Het was een donkere en stormachtige nacht.
Zoals die alleen plachten voor te komen in de Noord Franse laagvlakte waar wind en regen ongehinderd “le Plat Pays” konden teisteren.
Het was daar waar onze held zichzelf terugvond na een gelukte noodlanding , dat wil zeggen, de Sopwitch Camel tweedekker was een totaal verlies, waar hij zich met wilde motoriek uit de overblijfselen wist los te maken onderwijl de brokstukken van zich afschuddend.
Hij lag plat op zijn buik, probeerde zich met de tijgersluipgang voort te bewegen richting het eerste licht van de opkomende maan en relaliseerde zich waaar hij was. Behind enemy lines.
Het was 16 November 1916 en morgen zou hij zijn verjaardag vieren in de mess van het 278 squadron van het Royal Flying Corps. Al zijn vriendinnen en minnaressen , er was een verschil, hadden toegezegd hem te komen zoenen, op zijn minst.
Maar hier lag hij nu, met dank aan zijn antagonist, The Red Baron.
‘Damn you”, zuchte hij zachtjes voor zich uit. De maan steeg verder op, in het Oosten.
Koud , nat en miserabel richte hij zich half op om naar voren te turen waar wellicht het prikkeldraad van de trenches te zien zou zijn. Maar niets, alleen glooiend gemaaide korenvelden en een kerktoren in de verte.
Een manifeste eenzaamheid en droefenis overviel hem. Het was donker. Zelfbeklag, en verwijten aan zichzelf en aan iedereen die hij kende vochten om voorrang in zijn gemoedstoestand.

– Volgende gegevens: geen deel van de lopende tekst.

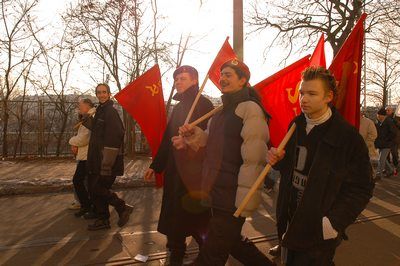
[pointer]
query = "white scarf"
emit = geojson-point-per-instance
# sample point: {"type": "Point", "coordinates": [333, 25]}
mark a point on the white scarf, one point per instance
{"type": "Point", "coordinates": [311, 123]}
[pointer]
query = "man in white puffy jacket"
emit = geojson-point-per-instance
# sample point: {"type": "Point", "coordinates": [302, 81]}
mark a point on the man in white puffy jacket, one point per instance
{"type": "Point", "coordinates": [235, 146]}
{"type": "Point", "coordinates": [79, 145]}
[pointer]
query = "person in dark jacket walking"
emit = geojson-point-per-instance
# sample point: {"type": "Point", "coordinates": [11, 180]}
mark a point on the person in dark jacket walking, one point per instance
{"type": "Point", "coordinates": [181, 213]}
{"type": "Point", "coordinates": [106, 160]}
{"type": "Point", "coordinates": [326, 176]}
{"type": "Point", "coordinates": [235, 146]}
{"type": "Point", "coordinates": [384, 142]}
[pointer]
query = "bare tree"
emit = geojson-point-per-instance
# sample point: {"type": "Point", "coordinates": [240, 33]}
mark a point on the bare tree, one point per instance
{"type": "Point", "coordinates": [115, 32]}
{"type": "Point", "coordinates": [18, 50]}
{"type": "Point", "coordinates": [57, 59]}
{"type": "Point", "coordinates": [300, 23]}
{"type": "Point", "coordinates": [383, 68]}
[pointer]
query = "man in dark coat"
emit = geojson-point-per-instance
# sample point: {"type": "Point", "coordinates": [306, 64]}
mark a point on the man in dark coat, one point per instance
{"type": "Point", "coordinates": [181, 213]}
{"type": "Point", "coordinates": [106, 160]}
{"type": "Point", "coordinates": [326, 176]}
{"type": "Point", "coordinates": [384, 142]}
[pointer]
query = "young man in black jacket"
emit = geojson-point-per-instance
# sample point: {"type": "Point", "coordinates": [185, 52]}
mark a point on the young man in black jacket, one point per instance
{"type": "Point", "coordinates": [181, 213]}
{"type": "Point", "coordinates": [326, 176]}
{"type": "Point", "coordinates": [106, 160]}
{"type": "Point", "coordinates": [384, 142]}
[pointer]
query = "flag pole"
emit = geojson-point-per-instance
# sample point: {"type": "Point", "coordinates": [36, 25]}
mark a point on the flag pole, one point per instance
{"type": "Point", "coordinates": [196, 99]}
{"type": "Point", "coordinates": [262, 175]}
{"type": "Point", "coordinates": [206, 116]}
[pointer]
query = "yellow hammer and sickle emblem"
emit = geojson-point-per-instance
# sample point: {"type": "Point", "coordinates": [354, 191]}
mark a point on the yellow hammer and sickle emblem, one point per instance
{"type": "Point", "coordinates": [295, 97]}
{"type": "Point", "coordinates": [154, 89]}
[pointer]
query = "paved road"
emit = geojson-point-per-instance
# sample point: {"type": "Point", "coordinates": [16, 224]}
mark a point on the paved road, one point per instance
{"type": "Point", "coordinates": [39, 230]}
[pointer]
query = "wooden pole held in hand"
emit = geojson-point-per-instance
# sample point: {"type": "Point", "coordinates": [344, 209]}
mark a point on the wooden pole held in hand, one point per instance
{"type": "Point", "coordinates": [196, 99]}
{"type": "Point", "coordinates": [263, 173]}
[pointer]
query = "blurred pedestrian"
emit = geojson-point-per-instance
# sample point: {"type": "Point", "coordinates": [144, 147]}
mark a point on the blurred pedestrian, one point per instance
{"type": "Point", "coordinates": [106, 160]}
{"type": "Point", "coordinates": [79, 145]}
{"type": "Point", "coordinates": [384, 142]}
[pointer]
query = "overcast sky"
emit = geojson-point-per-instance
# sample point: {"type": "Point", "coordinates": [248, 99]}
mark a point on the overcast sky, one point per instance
{"type": "Point", "coordinates": [213, 22]}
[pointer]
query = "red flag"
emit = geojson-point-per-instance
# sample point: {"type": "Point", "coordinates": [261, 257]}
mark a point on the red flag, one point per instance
{"type": "Point", "coordinates": [280, 97]}
{"type": "Point", "coordinates": [346, 67]}
{"type": "Point", "coordinates": [225, 53]}
{"type": "Point", "coordinates": [318, 57]}
{"type": "Point", "coordinates": [143, 99]}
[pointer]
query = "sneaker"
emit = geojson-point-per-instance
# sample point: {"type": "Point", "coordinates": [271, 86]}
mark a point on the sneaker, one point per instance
{"type": "Point", "coordinates": [90, 215]}
{"type": "Point", "coordinates": [74, 206]}
{"type": "Point", "coordinates": [99, 224]}
{"type": "Point", "coordinates": [124, 215]}
{"type": "Point", "coordinates": [275, 251]}
{"type": "Point", "coordinates": [81, 212]}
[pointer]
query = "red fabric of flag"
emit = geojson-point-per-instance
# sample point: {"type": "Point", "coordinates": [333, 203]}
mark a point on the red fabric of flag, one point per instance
{"type": "Point", "coordinates": [143, 99]}
{"type": "Point", "coordinates": [280, 97]}
{"type": "Point", "coordinates": [346, 67]}
{"type": "Point", "coordinates": [225, 53]}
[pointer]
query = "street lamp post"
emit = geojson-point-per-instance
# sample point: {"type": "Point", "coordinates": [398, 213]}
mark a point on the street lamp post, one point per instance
{"type": "Point", "coordinates": [238, 28]}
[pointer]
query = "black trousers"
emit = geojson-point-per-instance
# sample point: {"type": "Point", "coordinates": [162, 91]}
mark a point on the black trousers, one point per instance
{"type": "Point", "coordinates": [79, 180]}
{"type": "Point", "coordinates": [394, 150]}
{"type": "Point", "coordinates": [319, 257]}
{"type": "Point", "coordinates": [176, 244]}
{"type": "Point", "coordinates": [224, 238]}
{"type": "Point", "coordinates": [102, 196]}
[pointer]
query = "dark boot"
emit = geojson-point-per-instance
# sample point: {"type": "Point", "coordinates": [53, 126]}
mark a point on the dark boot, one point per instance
{"type": "Point", "coordinates": [81, 212]}
{"type": "Point", "coordinates": [99, 224]}
{"type": "Point", "coordinates": [175, 258]}
{"type": "Point", "coordinates": [124, 215]}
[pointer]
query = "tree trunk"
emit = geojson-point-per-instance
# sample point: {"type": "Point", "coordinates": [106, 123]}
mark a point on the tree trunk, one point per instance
{"type": "Point", "coordinates": [5, 127]}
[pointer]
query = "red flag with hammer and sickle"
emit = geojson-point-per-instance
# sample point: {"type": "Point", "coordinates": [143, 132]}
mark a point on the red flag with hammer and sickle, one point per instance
{"type": "Point", "coordinates": [346, 67]}
{"type": "Point", "coordinates": [143, 99]}
{"type": "Point", "coordinates": [280, 97]}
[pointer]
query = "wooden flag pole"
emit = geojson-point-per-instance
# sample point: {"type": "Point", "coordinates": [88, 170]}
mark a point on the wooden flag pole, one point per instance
{"type": "Point", "coordinates": [196, 100]}
{"type": "Point", "coordinates": [262, 175]}
{"type": "Point", "coordinates": [206, 116]}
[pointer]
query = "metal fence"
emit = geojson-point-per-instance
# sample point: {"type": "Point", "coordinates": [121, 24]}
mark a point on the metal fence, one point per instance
{"type": "Point", "coordinates": [43, 128]}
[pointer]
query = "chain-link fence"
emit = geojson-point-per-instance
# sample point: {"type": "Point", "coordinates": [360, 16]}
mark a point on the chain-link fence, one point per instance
{"type": "Point", "coordinates": [43, 128]}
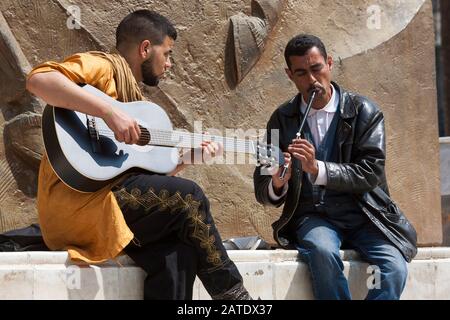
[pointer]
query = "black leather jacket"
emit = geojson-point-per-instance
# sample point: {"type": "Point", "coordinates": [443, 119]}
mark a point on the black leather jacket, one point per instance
{"type": "Point", "coordinates": [360, 170]}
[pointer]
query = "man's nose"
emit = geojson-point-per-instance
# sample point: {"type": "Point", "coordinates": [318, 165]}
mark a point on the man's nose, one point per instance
{"type": "Point", "coordinates": [312, 80]}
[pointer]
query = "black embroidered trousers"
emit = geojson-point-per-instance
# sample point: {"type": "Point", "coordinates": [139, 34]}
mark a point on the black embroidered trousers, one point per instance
{"type": "Point", "coordinates": [175, 238]}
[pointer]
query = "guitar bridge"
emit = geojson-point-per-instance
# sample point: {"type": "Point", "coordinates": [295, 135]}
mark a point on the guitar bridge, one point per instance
{"type": "Point", "coordinates": [93, 134]}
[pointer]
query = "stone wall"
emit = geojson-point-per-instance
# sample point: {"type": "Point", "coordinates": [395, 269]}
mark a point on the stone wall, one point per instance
{"type": "Point", "coordinates": [390, 60]}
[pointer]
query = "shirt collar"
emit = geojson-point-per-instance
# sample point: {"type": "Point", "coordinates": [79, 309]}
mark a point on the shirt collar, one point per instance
{"type": "Point", "coordinates": [331, 106]}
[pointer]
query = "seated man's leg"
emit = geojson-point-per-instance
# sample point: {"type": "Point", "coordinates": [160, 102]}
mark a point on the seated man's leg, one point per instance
{"type": "Point", "coordinates": [388, 264]}
{"type": "Point", "coordinates": [156, 207]}
{"type": "Point", "coordinates": [171, 268]}
{"type": "Point", "coordinates": [318, 243]}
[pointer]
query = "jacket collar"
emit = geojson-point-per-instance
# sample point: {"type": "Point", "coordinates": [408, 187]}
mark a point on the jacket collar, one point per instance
{"type": "Point", "coordinates": [346, 105]}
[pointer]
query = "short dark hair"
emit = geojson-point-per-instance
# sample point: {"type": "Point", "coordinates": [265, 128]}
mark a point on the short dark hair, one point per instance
{"type": "Point", "coordinates": [143, 25]}
{"type": "Point", "coordinates": [301, 44]}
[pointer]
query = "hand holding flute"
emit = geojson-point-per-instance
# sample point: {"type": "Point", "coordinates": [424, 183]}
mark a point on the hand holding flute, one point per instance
{"type": "Point", "coordinates": [300, 130]}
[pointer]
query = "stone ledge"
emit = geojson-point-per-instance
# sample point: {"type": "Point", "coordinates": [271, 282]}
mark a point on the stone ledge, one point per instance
{"type": "Point", "coordinates": [269, 274]}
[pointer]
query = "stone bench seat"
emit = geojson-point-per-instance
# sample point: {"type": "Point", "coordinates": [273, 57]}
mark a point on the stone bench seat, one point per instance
{"type": "Point", "coordinates": [269, 274]}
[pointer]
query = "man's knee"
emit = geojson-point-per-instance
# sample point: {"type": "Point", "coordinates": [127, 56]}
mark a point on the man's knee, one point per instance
{"type": "Point", "coordinates": [320, 251]}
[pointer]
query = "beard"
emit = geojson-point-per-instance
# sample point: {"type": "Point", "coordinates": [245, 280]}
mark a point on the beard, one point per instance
{"type": "Point", "coordinates": [148, 74]}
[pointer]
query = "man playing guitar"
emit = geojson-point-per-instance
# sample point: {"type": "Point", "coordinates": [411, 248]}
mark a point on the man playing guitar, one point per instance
{"type": "Point", "coordinates": [162, 222]}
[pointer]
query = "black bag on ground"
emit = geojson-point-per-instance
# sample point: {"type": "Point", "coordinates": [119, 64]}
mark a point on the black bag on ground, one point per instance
{"type": "Point", "coordinates": [25, 239]}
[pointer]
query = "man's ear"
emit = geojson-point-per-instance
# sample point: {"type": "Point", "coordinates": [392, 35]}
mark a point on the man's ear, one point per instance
{"type": "Point", "coordinates": [330, 62]}
{"type": "Point", "coordinates": [144, 49]}
{"type": "Point", "coordinates": [289, 73]}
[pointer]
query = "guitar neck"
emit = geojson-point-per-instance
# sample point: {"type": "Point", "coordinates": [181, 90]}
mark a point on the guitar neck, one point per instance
{"type": "Point", "coordinates": [193, 140]}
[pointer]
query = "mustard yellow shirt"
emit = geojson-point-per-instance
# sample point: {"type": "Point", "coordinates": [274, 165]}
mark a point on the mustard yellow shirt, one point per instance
{"type": "Point", "coordinates": [90, 226]}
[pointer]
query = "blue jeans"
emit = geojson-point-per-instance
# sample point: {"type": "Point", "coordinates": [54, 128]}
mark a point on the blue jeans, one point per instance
{"type": "Point", "coordinates": [319, 241]}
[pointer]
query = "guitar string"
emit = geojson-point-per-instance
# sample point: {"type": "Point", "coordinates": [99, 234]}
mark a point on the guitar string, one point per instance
{"type": "Point", "coordinates": [167, 138]}
{"type": "Point", "coordinates": [227, 145]}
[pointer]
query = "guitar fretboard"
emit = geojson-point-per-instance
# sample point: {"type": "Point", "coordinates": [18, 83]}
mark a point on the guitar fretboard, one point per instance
{"type": "Point", "coordinates": [193, 140]}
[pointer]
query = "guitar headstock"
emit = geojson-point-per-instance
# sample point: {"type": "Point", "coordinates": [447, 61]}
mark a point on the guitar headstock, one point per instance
{"type": "Point", "coordinates": [269, 156]}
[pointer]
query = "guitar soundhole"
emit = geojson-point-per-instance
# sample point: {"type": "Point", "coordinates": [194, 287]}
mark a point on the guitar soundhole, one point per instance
{"type": "Point", "coordinates": [145, 137]}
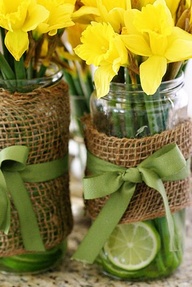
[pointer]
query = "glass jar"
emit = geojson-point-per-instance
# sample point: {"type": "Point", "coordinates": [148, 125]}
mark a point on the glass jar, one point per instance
{"type": "Point", "coordinates": [39, 119]}
{"type": "Point", "coordinates": [128, 112]}
{"type": "Point", "coordinates": [140, 250]}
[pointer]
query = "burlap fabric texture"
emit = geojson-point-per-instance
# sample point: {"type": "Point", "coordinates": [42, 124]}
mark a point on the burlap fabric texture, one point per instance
{"type": "Point", "coordinates": [39, 120]}
{"type": "Point", "coordinates": [146, 202]}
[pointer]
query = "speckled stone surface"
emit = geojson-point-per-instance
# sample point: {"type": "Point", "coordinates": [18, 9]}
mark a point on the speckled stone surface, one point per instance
{"type": "Point", "coordinates": [75, 274]}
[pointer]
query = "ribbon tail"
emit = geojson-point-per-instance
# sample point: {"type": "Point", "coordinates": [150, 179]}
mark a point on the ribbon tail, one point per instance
{"type": "Point", "coordinates": [156, 183]}
{"type": "Point", "coordinates": [5, 209]}
{"type": "Point", "coordinates": [29, 227]}
{"type": "Point", "coordinates": [170, 222]}
{"type": "Point", "coordinates": [104, 224]}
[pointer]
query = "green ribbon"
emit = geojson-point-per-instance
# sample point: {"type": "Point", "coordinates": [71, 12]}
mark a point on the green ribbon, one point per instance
{"type": "Point", "coordinates": [13, 173]}
{"type": "Point", "coordinates": [166, 164]}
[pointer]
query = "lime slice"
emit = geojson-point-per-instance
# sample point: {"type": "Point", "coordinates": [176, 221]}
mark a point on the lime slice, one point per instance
{"type": "Point", "coordinates": [132, 246]}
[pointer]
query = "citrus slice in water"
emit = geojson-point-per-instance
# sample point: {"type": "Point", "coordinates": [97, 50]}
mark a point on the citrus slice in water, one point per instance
{"type": "Point", "coordinates": [132, 246]}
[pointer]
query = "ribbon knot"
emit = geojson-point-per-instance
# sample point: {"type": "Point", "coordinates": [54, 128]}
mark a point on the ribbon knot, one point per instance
{"type": "Point", "coordinates": [166, 164]}
{"type": "Point", "coordinates": [132, 174]}
{"type": "Point", "coordinates": [13, 173]}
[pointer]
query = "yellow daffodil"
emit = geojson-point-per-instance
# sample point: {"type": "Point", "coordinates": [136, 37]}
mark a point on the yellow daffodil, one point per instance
{"type": "Point", "coordinates": [19, 17]}
{"type": "Point", "coordinates": [102, 47]}
{"type": "Point", "coordinates": [104, 11]}
{"type": "Point", "coordinates": [158, 40]}
{"type": "Point", "coordinates": [60, 12]}
{"type": "Point", "coordinates": [138, 4]}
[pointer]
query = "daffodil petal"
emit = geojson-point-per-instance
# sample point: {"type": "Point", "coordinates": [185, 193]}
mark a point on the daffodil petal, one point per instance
{"type": "Point", "coordinates": [96, 41]}
{"type": "Point", "coordinates": [180, 46]}
{"type": "Point", "coordinates": [151, 73]}
{"type": "Point", "coordinates": [137, 44]}
{"type": "Point", "coordinates": [17, 43]}
{"type": "Point", "coordinates": [102, 77]}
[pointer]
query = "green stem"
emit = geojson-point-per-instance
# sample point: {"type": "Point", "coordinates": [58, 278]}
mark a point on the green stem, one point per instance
{"type": "Point", "coordinates": [20, 69]}
{"type": "Point", "coordinates": [42, 71]}
{"type": "Point", "coordinates": [6, 70]}
{"type": "Point", "coordinates": [155, 113]}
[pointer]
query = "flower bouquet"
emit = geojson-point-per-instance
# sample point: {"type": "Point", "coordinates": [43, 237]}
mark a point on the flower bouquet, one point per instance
{"type": "Point", "coordinates": [138, 136]}
{"type": "Point", "coordinates": [35, 115]}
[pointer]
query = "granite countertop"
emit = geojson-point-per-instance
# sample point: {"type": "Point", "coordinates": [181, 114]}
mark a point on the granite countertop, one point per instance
{"type": "Point", "coordinates": [76, 274]}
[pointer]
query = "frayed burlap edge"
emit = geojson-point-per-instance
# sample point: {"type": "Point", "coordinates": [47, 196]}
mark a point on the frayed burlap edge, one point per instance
{"type": "Point", "coordinates": [146, 202]}
{"type": "Point", "coordinates": [40, 120]}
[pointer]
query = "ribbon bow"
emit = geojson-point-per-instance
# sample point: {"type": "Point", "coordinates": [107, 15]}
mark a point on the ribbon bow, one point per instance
{"type": "Point", "coordinates": [166, 164]}
{"type": "Point", "coordinates": [13, 173]}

Ergens links van hem blafte een hond. En waar honden blaffen zijn meestal ook mensen aanwezig, dus, tijgerde onze held naar het waargenomen geluid en naderbij gekomen wist hij in de donkerte van de avond een soort boerderij met schuur te ontdekken.
Plotseling ging daar een deur open en een geelachtig warm licht kwam naar buiten gedanst, op de maat van pianomuziek , Chopin, vergezeld van lachende stemmen en gerinkel van glazen.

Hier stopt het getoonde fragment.